Capital expenditures are outlays for fixed assets – resources which have a long life. In our business a capital expenditure involves a purchase of a new fixed asset, a replacement of a fixed asset or a major overhaul which extends the useful life of a fixed asset. Fixed assets in a golf course maintenance setting include the land, maintenance equipment, the maintenance building, the irrigation system, and even the golf course features such as greens and bunkers.

Can you briefly explain capital expenditure evaluation?
Oftentimes in golf course maintenance, it is as simple as whether or not the cost to repair the equipment, considering downtime, exceeds the cost of replacement over a period of time.

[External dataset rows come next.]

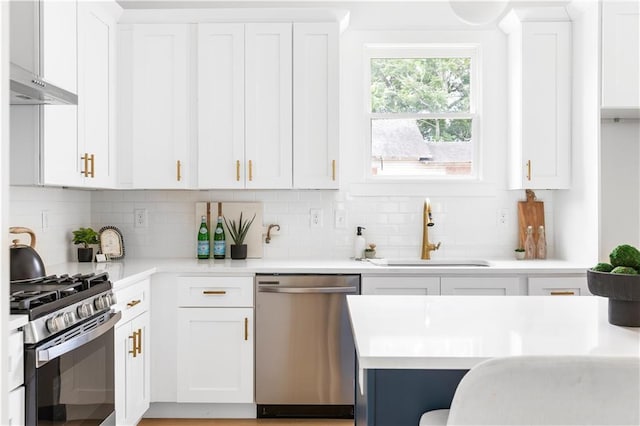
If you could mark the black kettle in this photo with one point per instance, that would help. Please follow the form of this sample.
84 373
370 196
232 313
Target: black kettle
26 263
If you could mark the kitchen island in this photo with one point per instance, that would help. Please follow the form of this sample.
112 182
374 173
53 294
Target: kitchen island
413 350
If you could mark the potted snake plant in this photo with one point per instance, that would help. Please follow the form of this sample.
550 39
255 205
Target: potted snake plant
238 232
85 237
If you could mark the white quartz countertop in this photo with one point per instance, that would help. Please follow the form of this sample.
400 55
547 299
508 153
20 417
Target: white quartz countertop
457 332
127 269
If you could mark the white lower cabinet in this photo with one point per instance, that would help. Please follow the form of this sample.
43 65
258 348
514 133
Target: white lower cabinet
482 286
558 286
132 354
215 355
16 407
426 286
15 350
215 339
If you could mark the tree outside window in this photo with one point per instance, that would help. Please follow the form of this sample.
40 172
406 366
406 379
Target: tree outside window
421 111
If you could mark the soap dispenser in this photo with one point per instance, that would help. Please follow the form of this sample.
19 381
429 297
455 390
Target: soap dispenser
359 244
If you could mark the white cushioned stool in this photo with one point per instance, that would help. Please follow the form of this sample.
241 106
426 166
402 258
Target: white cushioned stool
546 390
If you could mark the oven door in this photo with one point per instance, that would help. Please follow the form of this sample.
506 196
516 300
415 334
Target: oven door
69 379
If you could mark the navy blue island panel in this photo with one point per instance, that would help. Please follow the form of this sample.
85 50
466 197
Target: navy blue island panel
398 397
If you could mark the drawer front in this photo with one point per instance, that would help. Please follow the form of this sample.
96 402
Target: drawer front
482 286
215 291
16 359
429 286
133 300
559 286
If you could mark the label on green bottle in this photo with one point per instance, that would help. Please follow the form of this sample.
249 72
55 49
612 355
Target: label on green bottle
203 248
219 248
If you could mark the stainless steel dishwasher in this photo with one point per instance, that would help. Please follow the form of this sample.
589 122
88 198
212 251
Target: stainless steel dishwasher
305 356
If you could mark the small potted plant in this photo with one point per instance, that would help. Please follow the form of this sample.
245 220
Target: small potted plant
370 251
238 232
85 236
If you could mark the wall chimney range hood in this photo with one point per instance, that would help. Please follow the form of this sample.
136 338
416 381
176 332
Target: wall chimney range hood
28 88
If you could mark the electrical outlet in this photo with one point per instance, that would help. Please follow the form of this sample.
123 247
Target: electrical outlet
140 218
340 219
502 217
315 220
45 220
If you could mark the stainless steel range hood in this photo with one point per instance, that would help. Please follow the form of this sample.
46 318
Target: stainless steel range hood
28 88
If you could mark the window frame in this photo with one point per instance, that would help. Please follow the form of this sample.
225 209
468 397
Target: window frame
425 50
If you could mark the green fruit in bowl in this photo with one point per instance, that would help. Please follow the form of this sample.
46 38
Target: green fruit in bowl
624 270
625 255
603 267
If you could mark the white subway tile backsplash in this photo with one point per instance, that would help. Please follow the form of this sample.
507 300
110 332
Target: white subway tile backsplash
466 226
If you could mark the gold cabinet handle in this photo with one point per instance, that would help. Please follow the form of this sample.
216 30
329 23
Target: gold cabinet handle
92 158
139 348
214 292
133 303
134 339
85 158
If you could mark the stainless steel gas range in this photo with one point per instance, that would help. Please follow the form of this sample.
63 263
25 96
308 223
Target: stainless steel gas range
69 348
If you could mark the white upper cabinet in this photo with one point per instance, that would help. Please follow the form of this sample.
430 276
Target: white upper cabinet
59 40
44 138
621 58
539 62
315 105
244 106
96 93
221 161
159 122
268 110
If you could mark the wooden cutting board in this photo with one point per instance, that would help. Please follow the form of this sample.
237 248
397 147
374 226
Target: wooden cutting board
232 210
530 212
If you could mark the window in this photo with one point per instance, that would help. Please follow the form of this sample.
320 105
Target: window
422 115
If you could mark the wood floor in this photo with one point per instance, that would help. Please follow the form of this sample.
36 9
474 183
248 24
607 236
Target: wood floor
244 422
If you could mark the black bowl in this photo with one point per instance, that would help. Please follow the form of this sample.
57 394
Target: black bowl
623 292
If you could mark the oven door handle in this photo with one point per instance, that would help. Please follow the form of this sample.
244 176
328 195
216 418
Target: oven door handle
307 290
46 355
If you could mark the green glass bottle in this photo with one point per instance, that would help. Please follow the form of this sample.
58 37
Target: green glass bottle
204 248
219 241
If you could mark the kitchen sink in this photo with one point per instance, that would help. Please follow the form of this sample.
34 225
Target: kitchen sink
429 263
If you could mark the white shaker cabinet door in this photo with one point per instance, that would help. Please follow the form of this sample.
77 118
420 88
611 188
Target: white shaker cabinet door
268 110
160 119
95 87
539 70
215 355
315 105
132 366
221 162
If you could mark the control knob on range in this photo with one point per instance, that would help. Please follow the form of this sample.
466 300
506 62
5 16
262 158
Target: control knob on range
85 310
57 323
101 302
69 318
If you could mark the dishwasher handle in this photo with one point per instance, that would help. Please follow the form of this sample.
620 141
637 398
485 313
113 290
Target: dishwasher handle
308 290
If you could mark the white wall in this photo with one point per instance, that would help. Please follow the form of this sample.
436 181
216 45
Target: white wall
620 184
4 205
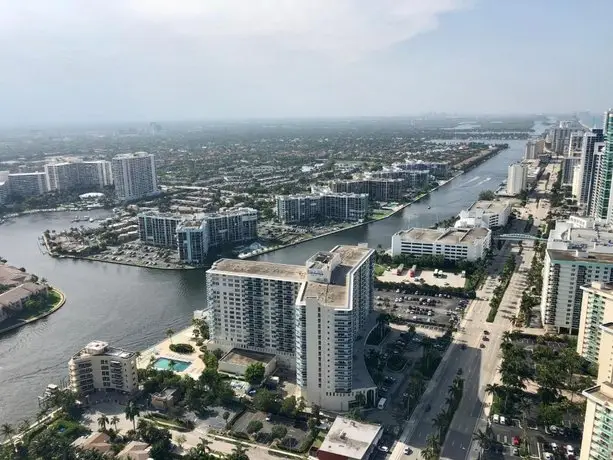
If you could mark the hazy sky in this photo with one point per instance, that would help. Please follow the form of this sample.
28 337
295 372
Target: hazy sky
143 60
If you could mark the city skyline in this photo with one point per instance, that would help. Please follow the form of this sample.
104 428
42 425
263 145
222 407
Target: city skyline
232 60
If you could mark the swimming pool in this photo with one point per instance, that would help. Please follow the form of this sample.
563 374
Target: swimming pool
163 364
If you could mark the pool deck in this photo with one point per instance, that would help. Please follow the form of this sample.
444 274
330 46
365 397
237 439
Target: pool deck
162 350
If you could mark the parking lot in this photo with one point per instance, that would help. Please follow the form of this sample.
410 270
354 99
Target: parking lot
420 309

As an example, if a mower needs a new engine or hydraulic pump, the repair costs could exceed the equipment cost to a club over the period of a year. Another example pertains to an irrigation system. If an antiquated and unreliable irrigation system poses a risk for turf loss on greens, then at some point, the potential for lost revenue and replacement of the turf outweighs the cost of a new system.
As an alternate example, we’ve had capital expenditures created as a result of upgrading the experience at a course. A simplistic example is the purchase of a green’s roller due to the demand for quicker ball roll.


Can you give us a quick explanation of some of these terms?
Residual/salvage value: Salvage value is the market value of the fixed asset at the end of its useful life. It could be as simple as the value of the metal or the value of the independent parts of the machinery. Residual value: This refers to the amount that a leasing company believes a fleet is worth at the end of the lease term.
Tax considerations: A capital expenditure is spread over the useful life of the fixed asset, and the expense is deducted from the businesses income – resulting in less income tax.
Payback: This is the term in which a course recoups the investment in a fixed asset – return on the investment.

Can you discuss some of the decision making process when it comes to leasing vs purchasing?
For a golf course, it depends on the useful life of the machinery. Mowing equipment and utility vehicles which are used almost daily are oftentimes leased. Cultural equipment with a longer useful life, such as aerators, topdressers and vertical mowers are purchased more often. And, there are different tax considerations when deciding to lease or purchase.

The leasing company owns the equipment at the end of the lease. A superintendent should consider hour limits and residual values when leasing. And, a superintendent should consider the attractive monthly costs of a lease vs. a purchase.

Is there any other information regarding capital expenditures that would be important to a golf course superintendent? 
There is a lot to consider when making a large capital investment. Not only should a superintendent consider the cost, the method to pay for it, but also, the service capability of the vendor and/or contractor.